Entrevista:O Estado inteligente

sábado, abril 19, 2008

RUY CASTRO Girafas no zoológico

RIO DE JANEIRO - José Lino Grünewald telefonou e perguntou se eu poderia ir à redação do "Correio da Manhã" aquela noite. Queria me recomendar ao redator-chefe, Newton Rodrigues, para um estágio na reportagem do jornal. Respondi: "Que dúvida!". Era fevereiro de 1967 e eu acabara de fazer 19 anos. Trabalhar num jornal -e no "Correio da Manhã" -era o único sonho que até então tivera na vida.
O "Correio" era um reduto da inteligência brasileira e da resistência à recém-instalada ditadura militar. José Lino, que eu já conhecia havia dois anos, era editor do Segundo Caderno. Em minha cabeça piscaram os ensaios que eu escreveria sobre as candentes questões culturais da hora.

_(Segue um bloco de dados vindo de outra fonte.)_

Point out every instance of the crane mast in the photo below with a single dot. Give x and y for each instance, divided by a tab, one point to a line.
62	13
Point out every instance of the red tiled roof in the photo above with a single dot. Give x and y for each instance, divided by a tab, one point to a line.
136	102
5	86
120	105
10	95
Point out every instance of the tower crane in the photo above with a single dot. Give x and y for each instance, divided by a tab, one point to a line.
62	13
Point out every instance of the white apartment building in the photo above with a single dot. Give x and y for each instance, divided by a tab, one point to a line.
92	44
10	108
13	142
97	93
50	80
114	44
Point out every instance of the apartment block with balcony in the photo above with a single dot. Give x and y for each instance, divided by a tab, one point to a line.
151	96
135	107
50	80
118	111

No Brasil, o cinema, o teatro, a música popular e o movimento estudantil pegavam fogo. E, com a pílula à venda na farmácia da esquina, começara a "revolução sexual". Lá fora, havia os Beatles, os filmes de Godard, o LSD, a contracultura, o Poder Jovem.

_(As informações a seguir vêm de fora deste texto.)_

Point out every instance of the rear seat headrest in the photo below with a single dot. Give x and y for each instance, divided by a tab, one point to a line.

Newton Rodrigues me recebeu muito bem e disse duas coisas. Primeiro, que eu trabalharia como um profissional e receberia como amador. Ou seja, trabalharia de graça. Não me importei -morava com meus pais no Flamengo, eles também fãs do "Correio", não precisava de dinheiro. Segundo, eu começaria pela reportagem geral. José Lino riu e disse que isso significava cobrir o buraco de rua, o cachorro atropelado e o nascimento da girafa no zoológico. Meu mundo caiu, mas aceitei assim mesmo.

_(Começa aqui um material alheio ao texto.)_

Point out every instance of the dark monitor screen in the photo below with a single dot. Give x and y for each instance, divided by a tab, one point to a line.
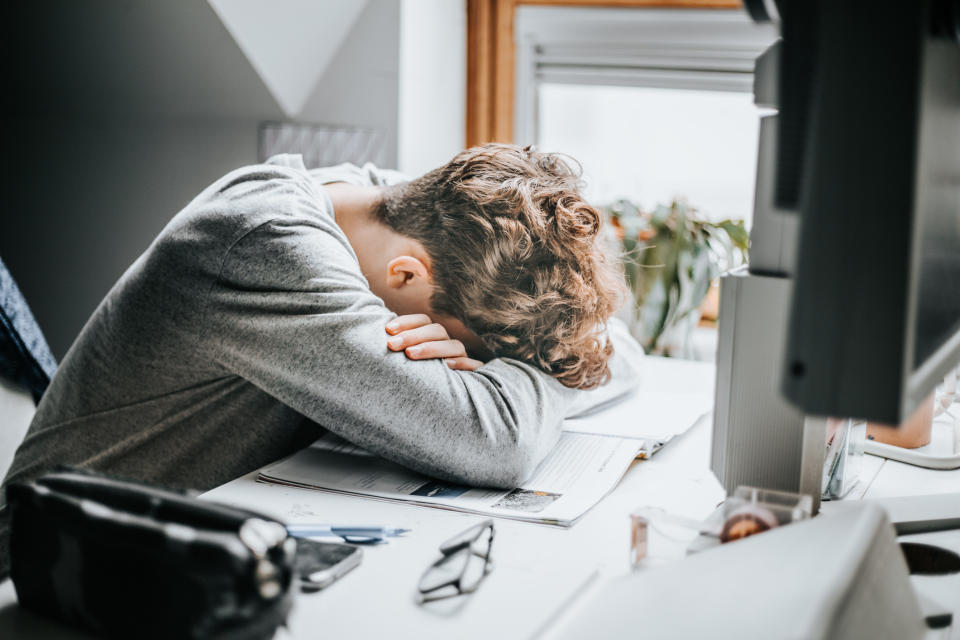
870	160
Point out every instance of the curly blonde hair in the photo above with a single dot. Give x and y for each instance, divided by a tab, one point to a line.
516	256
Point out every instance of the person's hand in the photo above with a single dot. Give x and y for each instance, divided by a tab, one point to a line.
422	339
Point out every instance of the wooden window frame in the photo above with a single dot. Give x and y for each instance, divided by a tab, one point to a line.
490	58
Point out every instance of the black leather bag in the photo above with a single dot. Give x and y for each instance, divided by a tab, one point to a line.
128	560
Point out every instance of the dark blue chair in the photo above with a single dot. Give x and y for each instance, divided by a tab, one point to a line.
25	357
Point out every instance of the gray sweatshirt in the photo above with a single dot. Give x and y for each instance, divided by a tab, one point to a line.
247	328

Aconteceu que, com os choques diários entre a polícia e os estudantes, um ou outro atentado a bomba e a vinda de Kim Novak ao Rio aquele ano, nunca precisei cobrir o nascimento da girafa. Vejo agora que o casal de girafas Zagallo e Beija-Céu está se acasalando no zôo do Rio. Estou pensando em ir lá e preencher esta lacuna em minha vida profissional.